A commercially successful invention often attracts one or more potential patent infringers.  However, during the ‘patent pending’ stage, an applicant does not have enforceable rights, and while labelling a product ‘patent pending’ is often useful in deterring many potential infringers; it may not deter all potential patent infringers.

Fortunately, there are a number of tactics that a patent applicant may employ to make full use of the patent which they expect to have granted.

The following is a summary of approaches that one may take when their invention is patent pending to protect their invention.

1. Note potential infringers

If someone is potentially infringing an ultimately granted patent, then an applicant could simply note potential infringers and forward to them a copy of the corresponding patent application so that they are aware of the existence of the pending patent rights.  In this instance, it is important that the application is careful not make any ‘unjustified threats’ to the potentially infringing party as this may result in fines.  Once the patent is granted, the owner may fully pursue the alleged infringer(s).

2. Expedite examination

Typically, patent applicants do not wish to expedite examination because it brings the cost of examination forward and decreases the period in which the applicant has to gain funding prior to incurring further costs.  However, in the cases where someone is potentially infringing a ultimately granted patent, the applicant may wish to bring forward examination in order to obtain a granted patent faster.  Once the patent is granted, then infringers may be pursued.

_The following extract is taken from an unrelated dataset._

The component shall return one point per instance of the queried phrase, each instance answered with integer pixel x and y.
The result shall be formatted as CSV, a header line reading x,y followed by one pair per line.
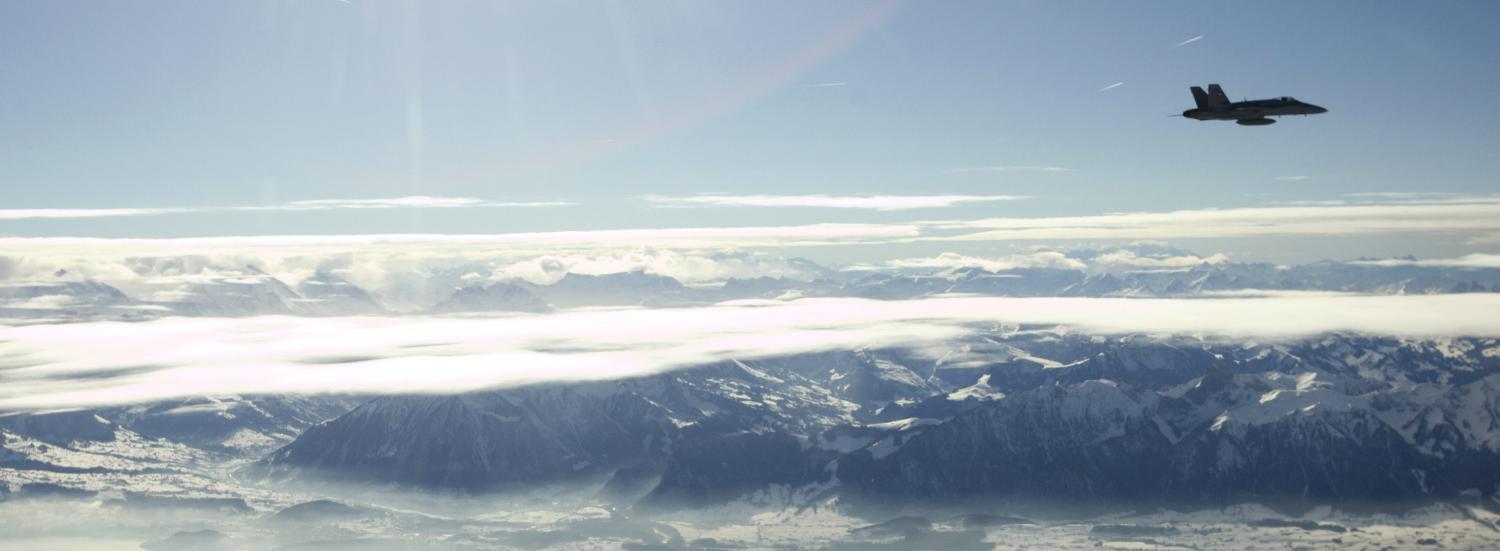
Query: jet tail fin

3. File an innovation patent

A third option would be to file a (divisional) innovation patent application including claims tailored to cover an infringing product.

An innovation patent is a type of patent available in Australia only.  It has a shorter 8 year term (in comparison to a standard patent that has a 20 year term) and requires a lower level of inventiveness.  Innovation patents do not undergo substantive examination prior to grant, only a formalities examination.  Therefore, in order for an innovation patent to be enforceable, certification must be requested after grant.  Essentially, certification involves examination of the granted innovation patent similar to the examination process that standard patent applications undergo prior to grant.

Despite the above process, innovation patents are generally quicker to have certified and are more difficult to invalidate when compared to standard patents.  For this reason, innovation patents are often used as an enforcement tool, in particular when a standard patent application is still pending.